Partendo dalla scoperta del jazz grazie ai dischi dei genitori e a una passione crescente per il trombone – primo strumento del Conte adolescente – fino all’elaborazione della musica moderna americana in una chiave unica e personale, il film alterna interviste a riprese di concerti e prove da cui traspare tutta la genuinità dell’opera contiana. Una musica a-temporale, nobile e al contempo rurale (come le origini del suo autore), intrisa di una malinconia che il compositore stesso definisce “salvifica dalla tristezza profonda”.
Quello di Conte è un universo a sé stante, dove ricordi vicini e lontani convivono “in un tempo fatto di attimi e settimane enigmistiche” dove emozioni, immagini e impressioni prendono vita sulla tastiera, libere da regole e strutture precostituite, ma arricchite da una vorace curiosità per ciò che è nuovo, ascoltato, assimilato e rimaneggiato in forma idonea.

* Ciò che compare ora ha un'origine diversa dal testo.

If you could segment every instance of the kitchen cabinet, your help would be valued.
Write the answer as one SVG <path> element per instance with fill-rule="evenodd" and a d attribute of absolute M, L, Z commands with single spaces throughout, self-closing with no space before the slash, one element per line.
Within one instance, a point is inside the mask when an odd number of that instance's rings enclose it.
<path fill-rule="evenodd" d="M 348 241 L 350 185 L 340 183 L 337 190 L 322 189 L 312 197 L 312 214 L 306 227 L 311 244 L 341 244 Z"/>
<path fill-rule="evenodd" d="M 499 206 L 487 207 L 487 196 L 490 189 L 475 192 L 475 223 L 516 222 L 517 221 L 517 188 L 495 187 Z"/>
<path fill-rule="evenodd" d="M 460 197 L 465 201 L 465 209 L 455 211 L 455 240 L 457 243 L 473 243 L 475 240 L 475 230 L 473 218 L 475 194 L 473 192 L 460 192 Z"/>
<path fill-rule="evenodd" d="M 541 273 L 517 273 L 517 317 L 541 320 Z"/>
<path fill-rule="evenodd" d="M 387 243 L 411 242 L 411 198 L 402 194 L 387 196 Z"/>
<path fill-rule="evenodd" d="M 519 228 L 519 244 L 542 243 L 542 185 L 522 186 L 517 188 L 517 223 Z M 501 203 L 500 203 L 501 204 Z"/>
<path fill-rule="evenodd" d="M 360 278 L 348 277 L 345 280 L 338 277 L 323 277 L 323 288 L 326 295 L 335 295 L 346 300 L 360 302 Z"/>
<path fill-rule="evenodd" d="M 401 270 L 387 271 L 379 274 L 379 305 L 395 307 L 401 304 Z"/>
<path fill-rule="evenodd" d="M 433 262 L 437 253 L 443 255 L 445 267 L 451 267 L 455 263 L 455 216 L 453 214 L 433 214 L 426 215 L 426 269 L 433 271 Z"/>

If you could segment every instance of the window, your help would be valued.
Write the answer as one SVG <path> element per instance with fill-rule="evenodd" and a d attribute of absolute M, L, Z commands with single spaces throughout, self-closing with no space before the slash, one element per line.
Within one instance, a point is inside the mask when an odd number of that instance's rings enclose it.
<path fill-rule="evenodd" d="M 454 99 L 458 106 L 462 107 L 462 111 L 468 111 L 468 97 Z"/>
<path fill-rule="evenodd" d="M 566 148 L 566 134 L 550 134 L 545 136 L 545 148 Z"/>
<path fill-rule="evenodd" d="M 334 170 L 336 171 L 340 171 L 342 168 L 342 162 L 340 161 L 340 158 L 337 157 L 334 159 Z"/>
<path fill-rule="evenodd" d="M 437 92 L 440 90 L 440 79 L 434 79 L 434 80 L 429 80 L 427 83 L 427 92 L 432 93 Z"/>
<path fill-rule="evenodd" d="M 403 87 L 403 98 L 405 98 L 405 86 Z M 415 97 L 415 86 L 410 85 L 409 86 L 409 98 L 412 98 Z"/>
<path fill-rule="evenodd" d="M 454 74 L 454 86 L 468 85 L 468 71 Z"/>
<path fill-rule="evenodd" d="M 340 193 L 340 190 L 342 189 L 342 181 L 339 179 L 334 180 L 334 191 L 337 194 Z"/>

Così i pezzi del cantautore si fanno standard, da lui stesso continuamente aggiornati e arricchiti di nuovi suoni e sfumature che amplificano, teoricamente all’infinito, il loro contenuto armonico. Il segreto del jazz, che l’avvocato di Asti ha dimostrato di aver colto sin dai suoi primi lavori, così insoliti da sembrare ai discografici quasi invendibili, ma ricchi di quell’originalità che ha contraddistinto tutta la sua carriera.
Conte è un sperimentatore della musica – si pensi all’uso di sintetizzatori o strumenti elettrificati a costruire eufonie colte e complesse nel contesto tendenzialmente piatto della musica leggera italiana degli anni Ottanta – così come della parola, sempre ricercata, studiata e giocata quale veicolo per comunicare qualcosa di altro rispetto al suo significato primo (“le donne odiavano il jazz/non si capisce il motivo”). È questo stile a fare dell’autore una sorta di moderno Peter Pan che traghetta di canzone in canzone il suo pubblico verso un’isola che non c’è, luogo immaginifico ancorato alla realtà dove vivere avventure ed esperienze salgariane a occhi aperti, dal salotto di casa o al massimo dalla poltrona di una platea.